We then lived in Houston for 18 months, where the flatness and humid heat were a shock to my system, and I hid in book-worlds. Then we moved to Atlanta for four years — our first house there backed on to a mixed forest of hardwoods and pines, and the backyard had petal-showering pink and white dogwoods, and it was back to the glory of girl-in-woods making up mysteries to follow.
But we also lived in Florida for a couple of years, and I went to high school north of Houston, both landscapes that felt too bright and hot to me: so back to the books. My childhood bounced around between forest-worlds and book-worlds, and both shaped my writing.
Did you always want to be a writer, or did that come later?
Wanted to be (and was!) one as a kid, but put that away as a silly dream once I got to college, and even more so grad school. There writing, really any sort of creative work, seemed unserious and dilettantish. Like, ask yourself: Am I Virginia Woolf? No? Then put that pen down and stop being an idiot. I don’t remember anyone saying that to me, so maybe it was just my own (substantial) pretentiousness, but somehow that was the message I got. As a result, I returned to writing quite late — I wrote my first finished piece, a short play, when I was 43.
If someone were to follow you around for 24 hours, what would they see?

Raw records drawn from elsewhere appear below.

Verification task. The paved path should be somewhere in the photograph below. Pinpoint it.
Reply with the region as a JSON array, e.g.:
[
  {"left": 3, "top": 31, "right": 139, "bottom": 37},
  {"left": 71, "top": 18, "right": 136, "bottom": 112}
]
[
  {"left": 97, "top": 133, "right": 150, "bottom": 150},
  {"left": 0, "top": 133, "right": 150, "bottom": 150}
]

Ha! They would be extremely bored. Plenty of days I don’t even leave my house. But ideally, let’s say—a slow start with coffee and toast and reading and cat-feeding. Then writing for a couple of hours at least, or more if I’m on deadline. Then freelance editing and coaching work, often well into the evening—unless I’m rehearsing or performing in a play, in which case a few hours goes to that. At night, if I’m not seeing a play, I just relax with my husband, a glass of wine, and Netflix or whatever’s on the DVR.
How does your everyday life feed your work?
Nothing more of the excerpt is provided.